Kathy has written many interesting and reflective posts. I read one yesterday in response to an NPR segment, a This I Believe, essay I remember hearing years ago while on vacation in Maine. The piece was called something like “Always Go to the Funeral” and was about the importance of showing respect for the deceased and the family by attending a funeral, regardless of how awkward or inconvenient it may be.
At the time, I thought it was a great piece because my mother and I often argued about this very subject. My mother proudly and stubbornly refused to attend funerals and memorials, even for close family members. My mother’s sister’s husband died after a long illness and my mother refused to attend his funeral in Detroit. “He was an old drunk!” she exclaimed. “I have theater tickets.” I now wonder if her reaction was an early sign of dementia-it was so irrational. It was also so inconsiderate of her poor sister, who, although she had a difficult marriage, was parting with her life partner and the father of her children.
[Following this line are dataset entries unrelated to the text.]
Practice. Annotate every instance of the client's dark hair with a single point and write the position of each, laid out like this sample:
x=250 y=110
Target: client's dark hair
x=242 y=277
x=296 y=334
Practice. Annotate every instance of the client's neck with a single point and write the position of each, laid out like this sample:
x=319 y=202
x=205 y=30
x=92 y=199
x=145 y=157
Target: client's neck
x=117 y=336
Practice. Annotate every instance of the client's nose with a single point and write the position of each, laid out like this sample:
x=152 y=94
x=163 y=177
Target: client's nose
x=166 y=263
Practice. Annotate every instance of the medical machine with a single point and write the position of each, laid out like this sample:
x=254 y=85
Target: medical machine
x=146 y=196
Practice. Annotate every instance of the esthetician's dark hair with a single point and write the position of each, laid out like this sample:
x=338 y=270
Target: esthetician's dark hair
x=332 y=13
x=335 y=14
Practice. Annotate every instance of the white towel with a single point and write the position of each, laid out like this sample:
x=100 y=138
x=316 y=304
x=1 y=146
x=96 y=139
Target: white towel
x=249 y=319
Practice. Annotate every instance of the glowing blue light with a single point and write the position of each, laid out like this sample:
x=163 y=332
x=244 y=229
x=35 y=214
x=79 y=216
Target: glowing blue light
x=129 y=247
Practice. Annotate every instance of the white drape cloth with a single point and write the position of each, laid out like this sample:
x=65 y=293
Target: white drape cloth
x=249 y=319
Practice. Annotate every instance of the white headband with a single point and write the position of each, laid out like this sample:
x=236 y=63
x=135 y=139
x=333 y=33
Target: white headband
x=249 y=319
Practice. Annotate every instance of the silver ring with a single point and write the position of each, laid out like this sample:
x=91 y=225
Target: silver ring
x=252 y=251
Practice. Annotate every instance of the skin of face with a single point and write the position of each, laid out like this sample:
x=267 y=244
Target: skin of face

I was ashamed of my mother’s behavior and went to Detroit alone. I was very glad I did, because at the funeral, I learned so many good things about my uncle that I didn’t know and never would have known about his accomplishments and how he helped people, etc.
It was also important to support my aunt and cousins-it was just important to go. I don’t know why my mother couldn’t. My dear friend Sugar says that fear dictates the actions of many people. Maybe that was it-my mother is afraid of death and afraid of sadness. Maybe she is that selfish and couldn’t give her sister and family what they needed at the time. Maybe she didn’t know what to do or how to comfort. Interestingly, when my father died, years before, even though there was no service or funeral, all of my mother’s relatives, her sister and her two cousins, came to be with her…
Regardless, Kathy’s point is that she feels very differently. When her mother dies, she will feel resentment for folks who show up to the funeral who have not been supportive to Kathy and her mother during her mother’s tortuous illness and slow decline.
I can completely understand her feelings. On the other hand, my mother is much older and feebler, and she has a great nurse who has support from two other aids and from my family and me. I feel protective of my mother and her vanity and I don’t want casual visitors to come over and see her in her present condition. Close friends, yes, but not distant friends and acquaintances. I know that she wouldn’t want to be seen, either. She will not be pushed outside in her wheelchair because she doesn’t want people that she knows to see her unable to walk and dependent. I think she’s being ridiculous, but I respect her feelings. So, even though my mother has expressed that she doesn’t want a funeral service of any kind, if we had one, I would appreciate people who know her and respect her attending, even if they have not been on the scene lately.